Penjelasan kedua tentang perubahan sosial sebagai sebab
perubahan hukum. Perubahan sosial terlalu sangat lambat untuk menjadi kebiasaan
sebagai sumber utama dari hukum. Perubahan-perubahan dalam kondisi sosial,
teknologi dan pengetahuan, nilai-nilai dan sikap dapat mengarah kepada
perubahan hukum. Namun perlu dicatat bahwa perubahan hukum adalah salah satu
dari banyak respon perubahan sosial. Namun perubahan hukum sangatlah penting,
karena hukum mempresentasikan kewenangan negara dan kekuasaan negara dan
kekuasaan pemberian sanksinya.
Dengan perubahan jaman yang semakin pesat dan teknologi
semakin canggih maka perbuatan kejahatan juga akan mengikuti. Saat ini
kejahatan tidak hanya berlaku di dunia nyata saja namun di dunia maya seperti
halnya dengan penipuan secara online, hacker atau pembobol, jual beli barang
illegal, penyebaran hoax, serta adanya cyberbulliying. Pertumbuhan pengguna
smartphone dan media sosial yang tidak diimbangi literasi digital menyebabkan
berita palsu alias hoax
merajalela. Tidak hanya melalui situs online, hoax juga beredar di pesan
chatting. Jumlah hoax yang semakin meningkat dan tak terbendung membuat
pemerintah akhirnya berinisiatif melakukan sejumlah cara bahkan penyebar hoax
bisa dijerat hukum.
Bagi penyebar hoax, dapat diancam Pasal 28 ayat 1 Undang-Undang
Informasi dan Transaksi Elektronik atau Undang-Undang ITE (UU ITE) yang
menyatakan “Setiap orang dengan sengaja, dan tanpa hak menyebarkan berita
bohong dan menyesatkan yang mengakibatkan kerugian konsumen dalam Transaksi
Elektronik yang Dapat diancam pidana berdasarkan Pasal 45A ayat (1) UU
19/2016, yaitu dipidana dengan pidana penjara paling lama 6
(enam) tahun dan/atau denda paling banyak Rp 1 miliar.
(baca berita "Polri: Penyebar Hoaks Corona Bisa Kena UU ITE, Terancam 6
Tahun Penjara", https://www.kompas.com/tren/read/2020/03/17/121703965/polri-penyebar-hoaks-corona-bisa-kena-uu-ite-terancam-6-tahun-penjara.
)
Adapun
beberapa masalah dalam hubungan hukum dan perubahan sosial yaitu biasanya hukum
dibentuk dan disahkan oleh bagian kecil dari anggota masyarakat yang pada suatu
saat memegang, kekuasaan.

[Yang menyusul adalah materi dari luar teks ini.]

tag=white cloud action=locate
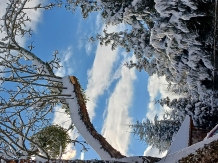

Perubahan sosial yang tidak diikuti oleh penyesuian
hukum akan berangkat pada tertinggalnya perkembangan hukum, serta tertinggalnya
perkembangan masyarakat oleh perubahan yang terjadi dalam hukum atau perubahan
yang ingin dicapai melalui hukum tidak diikuti oleh anggota anggota masyarakat.
Untuk itu
kasus kasus dalam permasalahan sosial tersebut ada struktur sosial yang
mengaturnya dan diwadahi dalam tempat lembaga sosial. Struktur sosial menurut Selo
Soemardjan dan Soelaeman Soemardi adalah keseluruhan jalinan antara unsur-unsur
sosial pokok yakni kaidah-kaidah sosial, lembaga-lembaga sosial,
kelompok-kelompok serta lapisan-lapisan sosial. Adapun fungsi dari struktur
sosial adalah fungsi identitas sebagai
penegas identitas yang dimililiki oleh sebuh kelompok, fungsi kontrol yaitu
untuk mengingatkan kepada individu untuk tidak melakukan hal yang melanggar
norma, nilai, hukum, dan peraturan lainnya, serta fungsi pembelejaran sebagai
tempat belajar individu dari masyarakat untuk mempelajari sebuah struktur
sosial masyarakat, mulai dari sikap, kebiasaan, kepercayaan dan kedisplinan.
Adapun salah
satu struktur sosial sebagai tempat untuk menjadi wadah dalam pengendalian
sosial, yaitu lembaga sosial. Menurut Soerjono Soekanto lembaga sosial adalah
himpunan norma dari segala tingkatan yang berkisar pada suatu kebutuhan pokok dalam kehidupan
masyarakat. Lembaga sosial selalu ada di dalam masyarakat, hal ini dikarenakan
masayrakat mempunyai kebutuhan-kebutuhan pokok yang apabila dikelompokkan,
terhimpun menjadi lembaga-lembaga kemasyarakatan di dalam pelbagai bidang
kehidupan. Fungsi dari lembaga kemasyarakatan itu sendiri, yaitu untuk
memberikan pedoman kepada para warga masyarakat, bagaimana mereka bertingkah
laku atau bersikap di dalam menghadapi masalah-masalah masyarakat yang terutama
dalam menyangkut kebutuhan-kebutuhan pokok, Untuk menjaga keutuhan masyarakat
yang bersangkutan serta memberikan pegangan kepada masyarakat untuk mengadakan sistem pengendalian sosial.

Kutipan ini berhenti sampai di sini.